With such a contrast, it was hard not to feel even the slightest bit of resentment.
But now...
Heehee.
That high-class cuisine they had just eaten must be stuck in their throats now, right?
The sake and beer they had just drunk must be churning their stomachs upside down now, right?
Heehee.
...
On the north side of the hospital, at the remote entrance usually used to transport medical waste and corpses.
Tires crushed over the accumulated snow.
It was a red-and-white Honda CB400, its body a little old.
On roads after a heavy snow, a motorcycle could pass through narrow alleys that cars could not enter. With more route options, it had actually reached the destination faster.
Imagawa Ori, who was sitting on the back seat, took off her helmet.
Her face was a little red. It was hard to tell whether it was from the wind, or because she had just had no choice but to cling tightly to Kiryu Kazusuke’s waist on the back of the motorcycle.
“What is it?”
She glanced around.
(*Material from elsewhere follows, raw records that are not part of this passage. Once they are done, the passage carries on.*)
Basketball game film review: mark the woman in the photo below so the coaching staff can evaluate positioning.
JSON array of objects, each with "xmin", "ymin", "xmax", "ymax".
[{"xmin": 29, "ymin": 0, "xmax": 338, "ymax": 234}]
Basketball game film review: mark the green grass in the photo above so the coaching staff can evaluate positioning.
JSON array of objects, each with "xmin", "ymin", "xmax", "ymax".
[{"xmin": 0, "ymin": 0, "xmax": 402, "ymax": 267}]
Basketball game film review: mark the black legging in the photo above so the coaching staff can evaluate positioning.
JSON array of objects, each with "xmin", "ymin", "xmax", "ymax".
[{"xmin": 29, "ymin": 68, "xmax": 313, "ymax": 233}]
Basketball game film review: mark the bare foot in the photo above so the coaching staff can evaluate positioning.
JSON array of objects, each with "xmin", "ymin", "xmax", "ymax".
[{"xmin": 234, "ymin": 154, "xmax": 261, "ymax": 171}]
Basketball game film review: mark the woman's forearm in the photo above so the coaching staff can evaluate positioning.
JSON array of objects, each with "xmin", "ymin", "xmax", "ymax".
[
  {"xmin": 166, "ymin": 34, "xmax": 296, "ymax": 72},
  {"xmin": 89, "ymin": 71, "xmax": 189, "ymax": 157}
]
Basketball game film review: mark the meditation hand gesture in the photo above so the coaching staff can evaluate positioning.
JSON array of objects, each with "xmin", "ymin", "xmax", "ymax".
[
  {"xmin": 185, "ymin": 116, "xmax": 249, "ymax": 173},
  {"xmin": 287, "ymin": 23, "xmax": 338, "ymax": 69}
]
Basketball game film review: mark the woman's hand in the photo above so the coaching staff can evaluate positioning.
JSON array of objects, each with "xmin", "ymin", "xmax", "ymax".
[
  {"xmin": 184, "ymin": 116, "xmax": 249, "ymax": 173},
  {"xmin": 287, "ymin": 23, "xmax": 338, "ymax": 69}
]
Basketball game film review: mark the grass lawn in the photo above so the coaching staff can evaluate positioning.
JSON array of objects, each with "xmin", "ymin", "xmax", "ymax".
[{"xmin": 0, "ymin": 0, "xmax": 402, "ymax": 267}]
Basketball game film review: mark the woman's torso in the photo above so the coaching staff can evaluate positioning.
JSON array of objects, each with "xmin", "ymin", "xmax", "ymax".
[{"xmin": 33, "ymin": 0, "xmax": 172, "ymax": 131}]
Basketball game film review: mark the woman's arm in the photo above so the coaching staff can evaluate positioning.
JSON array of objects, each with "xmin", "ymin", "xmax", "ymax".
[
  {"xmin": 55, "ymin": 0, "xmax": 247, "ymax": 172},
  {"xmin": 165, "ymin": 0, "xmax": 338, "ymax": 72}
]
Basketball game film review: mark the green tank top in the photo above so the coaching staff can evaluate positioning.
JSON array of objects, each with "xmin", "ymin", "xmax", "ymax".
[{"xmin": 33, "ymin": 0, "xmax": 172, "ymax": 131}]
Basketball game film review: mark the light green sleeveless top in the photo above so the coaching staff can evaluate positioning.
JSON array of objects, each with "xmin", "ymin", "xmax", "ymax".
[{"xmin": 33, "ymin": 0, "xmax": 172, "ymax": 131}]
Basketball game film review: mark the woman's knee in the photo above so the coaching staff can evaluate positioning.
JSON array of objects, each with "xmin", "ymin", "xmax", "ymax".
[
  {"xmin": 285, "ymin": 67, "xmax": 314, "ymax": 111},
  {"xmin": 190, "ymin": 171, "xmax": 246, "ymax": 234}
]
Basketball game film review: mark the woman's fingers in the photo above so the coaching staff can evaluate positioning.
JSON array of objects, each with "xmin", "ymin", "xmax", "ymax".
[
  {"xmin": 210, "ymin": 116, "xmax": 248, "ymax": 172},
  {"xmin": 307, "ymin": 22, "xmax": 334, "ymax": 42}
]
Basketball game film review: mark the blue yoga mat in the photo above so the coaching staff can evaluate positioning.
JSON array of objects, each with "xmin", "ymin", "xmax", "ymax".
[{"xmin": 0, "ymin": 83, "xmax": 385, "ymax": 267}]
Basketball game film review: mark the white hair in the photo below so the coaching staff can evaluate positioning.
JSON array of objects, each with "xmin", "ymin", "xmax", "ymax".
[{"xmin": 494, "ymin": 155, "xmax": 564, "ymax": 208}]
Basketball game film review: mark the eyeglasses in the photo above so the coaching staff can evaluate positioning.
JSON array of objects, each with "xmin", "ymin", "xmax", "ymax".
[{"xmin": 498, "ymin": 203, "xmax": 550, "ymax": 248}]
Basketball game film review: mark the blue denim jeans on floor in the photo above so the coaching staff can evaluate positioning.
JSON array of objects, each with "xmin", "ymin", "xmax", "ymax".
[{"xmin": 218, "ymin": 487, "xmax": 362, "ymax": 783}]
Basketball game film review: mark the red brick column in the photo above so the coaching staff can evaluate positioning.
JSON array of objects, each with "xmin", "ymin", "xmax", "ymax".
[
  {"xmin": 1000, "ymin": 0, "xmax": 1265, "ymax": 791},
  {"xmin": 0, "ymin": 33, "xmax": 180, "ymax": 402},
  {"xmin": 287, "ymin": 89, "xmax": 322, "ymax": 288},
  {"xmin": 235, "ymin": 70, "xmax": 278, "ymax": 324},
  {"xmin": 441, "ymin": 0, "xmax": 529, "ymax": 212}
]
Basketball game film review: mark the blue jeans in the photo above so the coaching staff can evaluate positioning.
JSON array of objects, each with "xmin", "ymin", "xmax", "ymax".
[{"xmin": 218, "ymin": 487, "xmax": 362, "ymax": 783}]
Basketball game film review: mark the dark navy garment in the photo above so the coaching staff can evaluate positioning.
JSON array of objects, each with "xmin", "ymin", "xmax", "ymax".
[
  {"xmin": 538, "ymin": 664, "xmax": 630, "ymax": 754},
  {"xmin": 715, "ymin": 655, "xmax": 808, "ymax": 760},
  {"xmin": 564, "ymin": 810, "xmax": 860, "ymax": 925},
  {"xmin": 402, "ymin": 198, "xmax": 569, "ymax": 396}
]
This place was still some distance from the emergency center’s main entrance.
Kiryu Kazusuke turned back and looked into her large eyes.
“Senpai, it is now twelve-thirty in the morning.”
“If someone sees you sitting on the back of my motorcycle, it will damage my reputation.”
“So please get off.”
As he spoke, he planted both feet on the ground and shook the bike.
“Huh?”
Imagawa Ori roughly swept back the short hair the helmet had messed up.
Damage to his reputation?
She was clearly the ace of First Surgery, sitting on the back of a broken motorcycle belonging to a junior resident who had only been hired half a year ago, hugging his waist tightly like some delinquent girl on a night of raging snow.
If anyone saw them, then if anyone’s reputation was going to be damaged, it would be hers, wouldn’t it?
“Fine, I’ll get off.”
She snorted coldly, swung one long leg over, and got off the bike.
Her high heel stepped onto the accumulated snow.
She shoved the helmet back into Kiryu Kazusuke’s arms and straightened the collar of her windbreaker, which had been tousled by the wind.
“Remember this.”
“About what happened tonight, no matter which part of it, if you dare leak even half a word...”
“You’re dead.”
“Hmph!”
As she spoke, she placed her hand horizontally in front of her snow-white neck and made a throat-slitting gesture.